AI is moving localization from a reactive process to a strategic capability.
Traditionally, translation has been treated as a downstream task – something you do after content is created. AI is changing that by enabling organizations to think about multilingual content from the start.
With more context-aware and fluent systems, combined with human expertise, teams can focus less on basic translation and more on relevance, impact and customer experience.
At the same time, governance becomes more important. As content scales, so does risk. AI allows organizations to embed compliance, terminology and quality controls directly into their workflows, rather than relying on manual checks.
The result is faster, more consistent and more culturally relevant communication across markets.
From your perspective, where do current AI translation solutions fall short, and how is RWS addressing these gaps?
Most solutions still struggle with three things: context, consistency and control.
They’re often optimized for sentence-level translation, which means they lose meaning across longer content. They lack robust terminology management, so consistency breaks down. And they don’t provide the governance or deployment flexibility enterprises need.

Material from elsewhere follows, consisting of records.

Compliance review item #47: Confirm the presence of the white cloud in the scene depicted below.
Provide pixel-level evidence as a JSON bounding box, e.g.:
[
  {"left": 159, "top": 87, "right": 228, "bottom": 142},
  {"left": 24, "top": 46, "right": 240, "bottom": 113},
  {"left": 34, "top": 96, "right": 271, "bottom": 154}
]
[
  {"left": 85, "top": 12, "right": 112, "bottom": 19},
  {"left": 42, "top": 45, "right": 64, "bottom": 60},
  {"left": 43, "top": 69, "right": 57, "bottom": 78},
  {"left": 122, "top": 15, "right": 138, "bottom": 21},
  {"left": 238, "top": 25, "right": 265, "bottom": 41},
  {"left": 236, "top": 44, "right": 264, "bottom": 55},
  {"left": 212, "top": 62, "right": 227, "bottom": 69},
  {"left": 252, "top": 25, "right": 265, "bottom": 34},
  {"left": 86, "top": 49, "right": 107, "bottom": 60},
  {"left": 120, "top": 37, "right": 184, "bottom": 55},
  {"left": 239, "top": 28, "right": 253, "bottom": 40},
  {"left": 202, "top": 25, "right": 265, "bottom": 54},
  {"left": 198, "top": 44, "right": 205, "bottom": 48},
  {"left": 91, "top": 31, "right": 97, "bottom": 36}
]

At RWS, we’ve addressed these gaps directly.
We’ve designed for document-level understanding, built in terminology and workflow controls, and ensured the platform can operate within enterprise security environments. Just as importantly, we combine AI with human expertise, so quality doesn’t rely on the model alone.
It’s about moving from isolated outputs to a complete, reliable system.
Looking ahead, how do you see enterprise AI evolving in the next few years, particularly in terms of specialized models versus general AI systems?
We’ll continue to see general models improve, but the real value will come from specialization.
The next phase of AI isn’t just about bigger models – it’s about applying them in context. That means combining core AI capabilities with domain expertise, proprietary data and human oversight.
In enterprise environments, that combination is what drives performance. It’s what allows AI to move from experimentation to production.
So the future isn’t general versus specialized. It’s ecosystems where specialized solutions, powered by strong AI foundations, deliver outcomes that enterprises can trust.
And that’s where we see the most meaningful progress happening.
Ben Faes is Group Chief Executive Officer of RWS. He brings more than 25 years of experience in leading digital transformation and scaling technology-driven businesses, with a strong track record of driving profitable growth, building innovative go-to-market models, and developing high-performing international teams.
Before joining RWS, Ben held senior leadership roles across the technology and business services sectors. At AOL he rose to Managing Director for France, before moving to Alphabet in 2008 where he pioneered YouTube’s monetization in Europe and later led multiple Google businesses across the EMEA region, culminating as Managing Director of Google Cloud for Southern Europe and Emerging Markets. In 2021, he became UK CEO of Webhelp, and following its acquisition by Concentrix, led global transformation and technology initiatives at Concentrix Catalyst.
Beyond his executive career, Ben is passionate about the arts and culture, actively supporting leading museums and cultural initiatives. Based in London, he balances a busy professional life with running, cycling, and traveling, and treasures time spent exploring the world with his three children.